Federal Times Blogs
Good Morning! Today is a federal holiday, but that doesn’t mean much to hundreds of thousands of furloughed federal employees as the partial government shutdown enters its third week. According to a message from one agency leader, the Office of Personnel Management has said this is an unpaid furlough day both for non-excepted and excepted employees unless they are required to report to “perform excepted functions.”
And about ending that shutdown . . . Sunday produced lots of saber-rattling and zero tangible evidence that a deal is in sight, either on reopening the government or raising the $16.7 trillion debt ceiling, with just three days now remaining before the Obama administration says it will run out of emergency borrowing authority.
Nonetheless, Senate Majority Leader Harry Reid, D-Nev,. sounded an upbeat note, saying that he had a “productive conversation” with Senate Minority Leader Mitch McConnell, R-Ky. “Our discussions were substantive, and we will continue those discussions,” Reid said on the Senate floor, according to the Congressional Record. “I am optimistic about the prospects for a positive conclusion to the issues before this country today.”
The stock market seems a bit dubious, with the Dow Jones Industrial Average and other major indices all initially down this morning.

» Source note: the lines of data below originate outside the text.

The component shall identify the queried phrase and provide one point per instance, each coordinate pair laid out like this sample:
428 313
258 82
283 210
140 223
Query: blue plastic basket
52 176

But if this fight originated in Republicans’ insistence on defunding implementation of the Affordable Care Act, (aka Obamacare), the battlefield has now expanded to encompass Democrats’ demands to soften or eliminate this fiscal year’s looming sequester-related budget cuts. Absent any congressional action to rewrite the 2011 Budget Control Act, the next round of reductions is likely to hit in January. McConnell is open to including changes in a debt ceiling increase, as long as the end result doesn’t raise overall spending levels and doesn’t involve a tax increase, according to an aide. But opening a new front in the conflict may make it that much harder to resolve, particularly with time growing short before a possible debt default.
Speaking on “Fox News Sunday” yesterday, Sen. Bob Corker, R-Tenn., warned that Democrats are “on the verge of being one tick too cute.” Just as the Republican-controlled House overreached in seeking to undo the health care law, Democrats are overreaching “as they see the House possibly in disarray,” Corker said.
The upshot (hold your breath): A final deal may involve a short-term continuing resolution to reopen the government and buy time for talks on a broader budget agreement. According to The Wall Street Journal , Reid sounded out McConnell on a CR that would run through mid-December at current spending levels, accompanied by an approximately six-month debt limit increase. In our deadline-driven political system, the expectation is that all sides will come together in time to stave off catastrophe (think August 2011). But assuming that the Senate can pass the usual stop-gap bill, the measure still has to get through the House, long-time budget watcher Stan Collender noted today in a Tweet. “No guarantee at all House GOP will follow even if [the Senate[ vote is 100-0,” Collender wrote.
In other news:
The Federal Housing Administration is calling on mortgage lenders to be sensitive to financial hardships facing federal employees and contractors subject to furloughs, layoffs or lost income stemming from the shutdown. That advisory comes as many, if not most, feds receive smaller than usual paychecks because of the shutdown.
The National Association of State Budget Officers (in case you thought the spending stalemate only affects feds) puts out a brief on what the shutdown means for state governments.
The American Federation of Government Employees warns that this week will be a “critical turning point” for many of its members as their paychecks run out.